Après avoir prêché la croisade dans les diverses provinces de France, Bernard passe en Allemagne. Partout il est accueilli comme le messager de Dieu. L'empereur Conrad hésitait à s'enrôler. Dans une harangue qu'il prononce à Spire, devant le roi, Bernard l'interpelle au nom du Christ : Ô homme, que n'ai-je pas fait pour toi ? s'écrie-t-il. Je t'ai donné la gloire, les richesses, les bons conseils, la santé du corps et la force de l'âme. Ô homme, ô roi, que feras-tu pour ton Dieu ? Le roi ne peut résister à ces accents, et s'enrôle sur l'heure, suivi par un grand nombre de seigneurs. En Angleterre, en Italie, en Bohême, dans l'Europe entière, les discours ou les lettres de Bernard soulèvent l'enthousiasme, entraînent les adhésions. Deux armées se forment, composées chacune de 70.000 chevaliers, et accompagnées d'une foule énorme de gens de pied. Le roi de France prend le commandement de l'une ; le roi de Germanie se met à la tête de l'autre. Sous leurs ordres, c'est l'Europe entière, représentée par les meilleurs de ses chevaliers, qui marche contre l'infidèle.

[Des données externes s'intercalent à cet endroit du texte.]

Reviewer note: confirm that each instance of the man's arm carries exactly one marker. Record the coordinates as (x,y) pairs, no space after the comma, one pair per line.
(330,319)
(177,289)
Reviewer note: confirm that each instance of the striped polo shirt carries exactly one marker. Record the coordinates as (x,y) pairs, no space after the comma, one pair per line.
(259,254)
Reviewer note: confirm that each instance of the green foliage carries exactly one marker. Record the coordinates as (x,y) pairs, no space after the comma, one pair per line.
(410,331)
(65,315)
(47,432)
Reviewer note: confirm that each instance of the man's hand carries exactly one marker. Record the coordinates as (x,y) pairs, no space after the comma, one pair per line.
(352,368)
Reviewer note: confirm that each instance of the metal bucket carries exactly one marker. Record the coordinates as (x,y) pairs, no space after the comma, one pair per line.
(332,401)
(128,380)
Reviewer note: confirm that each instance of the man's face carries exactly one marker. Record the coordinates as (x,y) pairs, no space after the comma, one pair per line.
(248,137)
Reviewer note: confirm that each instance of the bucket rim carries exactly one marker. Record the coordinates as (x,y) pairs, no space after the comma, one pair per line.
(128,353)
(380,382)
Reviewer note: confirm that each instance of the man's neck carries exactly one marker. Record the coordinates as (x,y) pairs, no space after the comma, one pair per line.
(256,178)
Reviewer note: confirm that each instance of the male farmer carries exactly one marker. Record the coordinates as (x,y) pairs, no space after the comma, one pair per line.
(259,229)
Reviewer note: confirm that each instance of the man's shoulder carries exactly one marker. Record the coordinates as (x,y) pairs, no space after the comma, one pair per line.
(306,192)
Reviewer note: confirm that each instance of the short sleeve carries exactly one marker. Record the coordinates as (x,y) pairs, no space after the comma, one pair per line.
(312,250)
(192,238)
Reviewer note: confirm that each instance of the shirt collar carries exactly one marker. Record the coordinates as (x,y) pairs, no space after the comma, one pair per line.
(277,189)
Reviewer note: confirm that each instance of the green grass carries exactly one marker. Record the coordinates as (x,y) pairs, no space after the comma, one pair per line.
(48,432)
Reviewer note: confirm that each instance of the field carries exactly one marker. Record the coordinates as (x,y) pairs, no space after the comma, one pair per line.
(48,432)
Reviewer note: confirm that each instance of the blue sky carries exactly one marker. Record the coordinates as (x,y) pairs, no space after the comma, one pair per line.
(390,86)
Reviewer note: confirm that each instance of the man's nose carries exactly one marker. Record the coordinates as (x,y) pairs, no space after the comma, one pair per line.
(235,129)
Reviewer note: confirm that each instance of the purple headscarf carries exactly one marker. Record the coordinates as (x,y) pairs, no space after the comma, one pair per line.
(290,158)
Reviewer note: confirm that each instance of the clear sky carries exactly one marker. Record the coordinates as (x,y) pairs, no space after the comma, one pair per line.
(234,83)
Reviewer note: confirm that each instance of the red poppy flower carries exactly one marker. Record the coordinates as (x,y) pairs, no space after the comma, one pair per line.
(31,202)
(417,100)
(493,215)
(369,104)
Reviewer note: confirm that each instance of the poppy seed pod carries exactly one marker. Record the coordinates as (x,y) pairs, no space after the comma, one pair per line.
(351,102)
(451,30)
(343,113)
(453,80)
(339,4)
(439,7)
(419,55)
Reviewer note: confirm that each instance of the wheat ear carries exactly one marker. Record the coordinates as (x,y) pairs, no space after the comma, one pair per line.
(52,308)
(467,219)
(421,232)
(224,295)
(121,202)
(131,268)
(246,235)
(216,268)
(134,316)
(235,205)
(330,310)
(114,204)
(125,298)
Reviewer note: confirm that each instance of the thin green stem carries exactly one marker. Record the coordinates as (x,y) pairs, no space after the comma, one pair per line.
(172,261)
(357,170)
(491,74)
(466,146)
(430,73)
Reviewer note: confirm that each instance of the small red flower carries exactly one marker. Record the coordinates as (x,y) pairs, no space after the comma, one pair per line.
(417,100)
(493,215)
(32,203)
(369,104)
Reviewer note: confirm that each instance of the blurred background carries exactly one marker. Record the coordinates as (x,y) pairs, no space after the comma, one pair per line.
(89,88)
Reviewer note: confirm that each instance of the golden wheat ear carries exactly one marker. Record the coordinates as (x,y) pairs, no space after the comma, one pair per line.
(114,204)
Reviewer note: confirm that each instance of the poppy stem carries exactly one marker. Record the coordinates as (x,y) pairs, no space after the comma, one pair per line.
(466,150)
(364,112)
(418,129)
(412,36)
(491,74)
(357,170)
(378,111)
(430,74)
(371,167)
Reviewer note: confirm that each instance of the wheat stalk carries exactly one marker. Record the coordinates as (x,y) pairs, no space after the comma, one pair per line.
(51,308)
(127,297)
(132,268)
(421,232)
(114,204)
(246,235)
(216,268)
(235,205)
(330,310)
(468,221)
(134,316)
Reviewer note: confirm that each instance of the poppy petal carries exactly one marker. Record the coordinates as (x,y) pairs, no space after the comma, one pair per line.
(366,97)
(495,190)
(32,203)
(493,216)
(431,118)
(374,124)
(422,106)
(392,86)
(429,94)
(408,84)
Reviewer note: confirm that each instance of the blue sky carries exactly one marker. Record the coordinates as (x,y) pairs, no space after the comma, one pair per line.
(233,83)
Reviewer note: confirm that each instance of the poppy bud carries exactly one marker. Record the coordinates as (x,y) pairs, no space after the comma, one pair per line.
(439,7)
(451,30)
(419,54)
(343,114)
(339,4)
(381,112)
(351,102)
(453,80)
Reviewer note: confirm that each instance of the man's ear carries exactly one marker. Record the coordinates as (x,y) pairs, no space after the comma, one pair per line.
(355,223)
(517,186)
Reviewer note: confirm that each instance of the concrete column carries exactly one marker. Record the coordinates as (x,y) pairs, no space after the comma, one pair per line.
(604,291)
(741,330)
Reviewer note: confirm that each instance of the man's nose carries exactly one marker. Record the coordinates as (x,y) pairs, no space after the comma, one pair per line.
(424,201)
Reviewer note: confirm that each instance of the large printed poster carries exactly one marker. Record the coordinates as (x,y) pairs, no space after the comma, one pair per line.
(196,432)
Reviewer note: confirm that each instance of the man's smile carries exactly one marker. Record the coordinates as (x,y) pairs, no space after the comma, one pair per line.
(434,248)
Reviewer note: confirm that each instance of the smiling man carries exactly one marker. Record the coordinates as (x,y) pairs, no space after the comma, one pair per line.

Ce grand enthousiasme, ce soulèvement de toute la chrétienté, à la voix d'un moine, pour une cause dépassant toutes les causes terrestres, fut le vrai, le seul succès de cette seconde expédition. L'attitude hostile prise par l'empereur grec et l'entrée en scène, avec les Turcs de Zenki, d'une race jeune, forte, guerrière, à laquelle l'islamisme communiquait son prosélytisme et son ardeur, rendaient la réussite de l'entreprise extrêmement difficile. Les divisions des princes chrétiens, l'insuffisance de l'organisation, menacèrent de s'ajouter à toutes ces causes d'insuccès. Eugène III et Bernard se rendirent compte de ces difficultés. On chercha à prévenir les obstacles qui avaient paralysé l'action des premiers croisés. Défense fut faite à aucun groupe de se former en dehors des deux armées régulières ; les troupes de pèlerins non combattants durent s'y rallier et en dépendre militairement. Le pape interdit aux barons d'emmener avec eux chiens et faucons, et leur prescrivit même une forme particulière d'armes et de vêtements. L'itinéraire de la croisade fut tracé d'avance : on suivrait, pour éviter les risques de s'égarer en chemins inconnus, la route qu'avaient prise Godefroy de Bouillon et la majorité des pèlerins de la première croisade. L'union, la concorde, la pureté et l'austérité de vie furent chaudement recommandées aux croisés au nom de la sainte cause pour laquelle ils allaient combattre. Eugène III et Bernard avaient rempli leur devoir d'apôtres. La cause des peuples chrétiens pouvait, malgré tout, triompher, si Louis VII et Conrad III remplissaient avec le même zèle leur devoir de capitaines.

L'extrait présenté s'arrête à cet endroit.